On Wednesday, Jan 29, 2003, at 06:14 Australia/Sydney, Lee, Gary D.
wrote:

Currently running tsm 4.2.1 on solaris 8.  Have approx 6gb database
split into two volumes, each mirrored.
Using standard filesystem based volumes.  a few questions.

1.  Is the performance increase worth the time and hastle to convert
to raw volumes?
IMHO, yes.

2.  Can I mix and match?  i.e. create a temp volume, delete dbvol1,
create a raw volume in its place, then delete the ttemp volume to move
the data back?
Yes - been there, done that.

3.  Just how do you specify the raw partition?  Tried it before
/dev/rdsk/c2t3d0 for example, but no joy.
You may want to create a disk slice that starts a small way into the
disk
so that TSM doesn't try to write over the disklabel. 32-64k should be
enough.

On both the Sun TSM servers I manage, all dbvols, logvols and disk
stgpool
volumes are Veritas Volume Manager logical volumes, a mix of stripes,
concatenation and RAID5 volumes.
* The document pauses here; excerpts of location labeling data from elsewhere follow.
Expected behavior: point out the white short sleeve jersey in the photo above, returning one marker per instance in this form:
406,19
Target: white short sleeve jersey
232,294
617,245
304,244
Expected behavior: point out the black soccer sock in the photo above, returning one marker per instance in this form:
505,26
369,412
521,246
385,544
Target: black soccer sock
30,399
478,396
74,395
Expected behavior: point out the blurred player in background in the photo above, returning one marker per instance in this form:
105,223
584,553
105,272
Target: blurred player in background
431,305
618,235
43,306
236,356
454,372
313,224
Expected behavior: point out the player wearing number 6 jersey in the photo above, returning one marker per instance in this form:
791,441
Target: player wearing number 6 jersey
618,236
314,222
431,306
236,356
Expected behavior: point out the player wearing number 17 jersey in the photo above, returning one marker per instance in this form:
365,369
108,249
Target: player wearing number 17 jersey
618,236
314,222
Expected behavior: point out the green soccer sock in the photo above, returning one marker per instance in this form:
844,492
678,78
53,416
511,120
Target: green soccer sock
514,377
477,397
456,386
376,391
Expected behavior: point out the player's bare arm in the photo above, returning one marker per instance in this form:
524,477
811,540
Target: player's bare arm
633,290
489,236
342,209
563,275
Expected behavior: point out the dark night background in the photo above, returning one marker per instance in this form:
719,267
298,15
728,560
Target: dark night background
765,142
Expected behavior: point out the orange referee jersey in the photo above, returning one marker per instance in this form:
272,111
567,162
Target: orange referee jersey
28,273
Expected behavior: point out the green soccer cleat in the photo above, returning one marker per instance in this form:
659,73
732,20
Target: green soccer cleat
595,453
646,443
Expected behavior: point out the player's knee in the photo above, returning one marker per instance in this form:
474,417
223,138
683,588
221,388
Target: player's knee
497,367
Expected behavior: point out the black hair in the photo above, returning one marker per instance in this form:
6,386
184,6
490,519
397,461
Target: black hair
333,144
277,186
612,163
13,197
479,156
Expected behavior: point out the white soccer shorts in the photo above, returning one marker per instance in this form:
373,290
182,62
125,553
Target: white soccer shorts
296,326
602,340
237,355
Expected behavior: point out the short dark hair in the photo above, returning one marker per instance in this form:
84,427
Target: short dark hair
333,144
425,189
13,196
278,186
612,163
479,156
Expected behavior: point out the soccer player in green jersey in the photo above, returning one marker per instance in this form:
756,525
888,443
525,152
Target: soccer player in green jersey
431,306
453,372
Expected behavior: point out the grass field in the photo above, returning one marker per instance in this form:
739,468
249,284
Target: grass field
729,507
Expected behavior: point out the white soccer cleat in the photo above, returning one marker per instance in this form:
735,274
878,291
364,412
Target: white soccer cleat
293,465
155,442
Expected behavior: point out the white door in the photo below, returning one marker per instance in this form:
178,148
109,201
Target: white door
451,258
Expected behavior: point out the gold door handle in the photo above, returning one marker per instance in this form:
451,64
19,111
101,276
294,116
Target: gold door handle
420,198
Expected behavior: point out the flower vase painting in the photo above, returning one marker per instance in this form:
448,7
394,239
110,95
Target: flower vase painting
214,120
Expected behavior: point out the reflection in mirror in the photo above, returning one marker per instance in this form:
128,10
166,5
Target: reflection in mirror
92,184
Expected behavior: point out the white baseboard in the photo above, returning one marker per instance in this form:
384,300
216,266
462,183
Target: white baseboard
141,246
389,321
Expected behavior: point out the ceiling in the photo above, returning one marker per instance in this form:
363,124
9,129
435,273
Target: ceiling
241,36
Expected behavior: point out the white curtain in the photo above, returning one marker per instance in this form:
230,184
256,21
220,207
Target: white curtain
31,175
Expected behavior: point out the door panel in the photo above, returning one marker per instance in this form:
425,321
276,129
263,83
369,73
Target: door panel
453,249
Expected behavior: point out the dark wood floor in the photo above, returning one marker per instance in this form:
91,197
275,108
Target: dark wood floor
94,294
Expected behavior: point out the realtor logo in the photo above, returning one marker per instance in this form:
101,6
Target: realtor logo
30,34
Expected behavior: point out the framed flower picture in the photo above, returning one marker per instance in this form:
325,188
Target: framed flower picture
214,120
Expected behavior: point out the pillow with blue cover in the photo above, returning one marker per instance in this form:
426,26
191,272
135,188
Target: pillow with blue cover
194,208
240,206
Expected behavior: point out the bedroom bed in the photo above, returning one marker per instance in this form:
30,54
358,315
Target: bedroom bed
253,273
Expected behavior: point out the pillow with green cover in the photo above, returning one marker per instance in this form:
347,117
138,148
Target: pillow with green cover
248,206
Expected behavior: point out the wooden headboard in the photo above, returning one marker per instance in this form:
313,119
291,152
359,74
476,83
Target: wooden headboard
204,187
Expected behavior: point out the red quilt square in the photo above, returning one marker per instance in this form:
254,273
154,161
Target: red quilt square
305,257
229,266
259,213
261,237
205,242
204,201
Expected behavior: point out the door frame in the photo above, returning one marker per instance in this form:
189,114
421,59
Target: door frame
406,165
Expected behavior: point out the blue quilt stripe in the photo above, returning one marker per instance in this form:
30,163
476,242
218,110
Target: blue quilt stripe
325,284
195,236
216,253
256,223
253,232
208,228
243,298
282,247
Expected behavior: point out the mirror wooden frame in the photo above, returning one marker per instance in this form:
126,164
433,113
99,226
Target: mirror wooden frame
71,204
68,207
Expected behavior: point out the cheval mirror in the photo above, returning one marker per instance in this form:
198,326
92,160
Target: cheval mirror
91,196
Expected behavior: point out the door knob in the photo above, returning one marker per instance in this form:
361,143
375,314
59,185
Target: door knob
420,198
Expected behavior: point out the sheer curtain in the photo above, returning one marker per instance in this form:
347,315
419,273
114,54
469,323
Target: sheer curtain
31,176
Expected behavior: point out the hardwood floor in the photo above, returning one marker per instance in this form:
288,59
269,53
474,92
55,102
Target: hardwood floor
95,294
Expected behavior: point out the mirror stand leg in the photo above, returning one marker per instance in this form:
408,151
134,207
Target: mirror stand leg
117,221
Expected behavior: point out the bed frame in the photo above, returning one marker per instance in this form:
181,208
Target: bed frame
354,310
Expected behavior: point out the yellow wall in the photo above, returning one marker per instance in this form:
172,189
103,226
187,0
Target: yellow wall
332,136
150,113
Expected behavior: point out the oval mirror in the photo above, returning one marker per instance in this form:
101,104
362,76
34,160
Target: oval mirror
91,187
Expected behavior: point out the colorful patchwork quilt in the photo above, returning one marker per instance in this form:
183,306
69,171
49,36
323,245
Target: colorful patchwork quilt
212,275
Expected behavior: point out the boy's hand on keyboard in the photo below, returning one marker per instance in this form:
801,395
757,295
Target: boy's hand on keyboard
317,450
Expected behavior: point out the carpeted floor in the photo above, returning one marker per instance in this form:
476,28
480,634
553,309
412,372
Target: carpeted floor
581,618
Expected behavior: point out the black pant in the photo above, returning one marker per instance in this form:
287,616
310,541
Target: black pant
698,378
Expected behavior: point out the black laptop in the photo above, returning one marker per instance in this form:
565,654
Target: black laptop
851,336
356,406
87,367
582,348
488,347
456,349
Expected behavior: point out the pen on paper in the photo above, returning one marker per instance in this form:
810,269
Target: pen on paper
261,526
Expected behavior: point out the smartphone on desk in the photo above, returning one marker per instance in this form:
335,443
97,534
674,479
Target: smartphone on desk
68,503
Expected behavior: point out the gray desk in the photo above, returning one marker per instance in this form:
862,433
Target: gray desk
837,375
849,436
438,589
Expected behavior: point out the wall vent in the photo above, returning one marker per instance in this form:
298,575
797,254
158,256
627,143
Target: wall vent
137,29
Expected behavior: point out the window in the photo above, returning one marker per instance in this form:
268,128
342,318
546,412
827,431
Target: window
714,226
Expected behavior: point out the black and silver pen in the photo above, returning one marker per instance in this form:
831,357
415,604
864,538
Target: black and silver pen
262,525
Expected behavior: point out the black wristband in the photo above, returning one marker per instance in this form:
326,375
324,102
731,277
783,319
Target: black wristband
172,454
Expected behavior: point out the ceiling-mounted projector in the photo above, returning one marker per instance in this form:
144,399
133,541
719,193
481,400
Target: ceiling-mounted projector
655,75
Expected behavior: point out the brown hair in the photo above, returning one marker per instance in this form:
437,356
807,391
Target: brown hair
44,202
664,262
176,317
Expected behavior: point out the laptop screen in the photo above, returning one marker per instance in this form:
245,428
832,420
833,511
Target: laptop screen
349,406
The RAID5 stgpool volumes are split
over
two FC-AL loops, and can sustain sequential I/O at around 120 MB/s -
tested
outside of TSM.

The one big advantage I see in going this way, is that all I/O bypasses
the
Solaris buffer cache, which results in a performance gain and frees up
RAM
for other purposes - in my case, we've devoted more RAM to TSM.

Cheers,
--
Paul Ripke
Unix/OpenVMS/DBA
101 reasons why you can't find your Sysadmin:
68: It's 9AM. He/She is not working that late.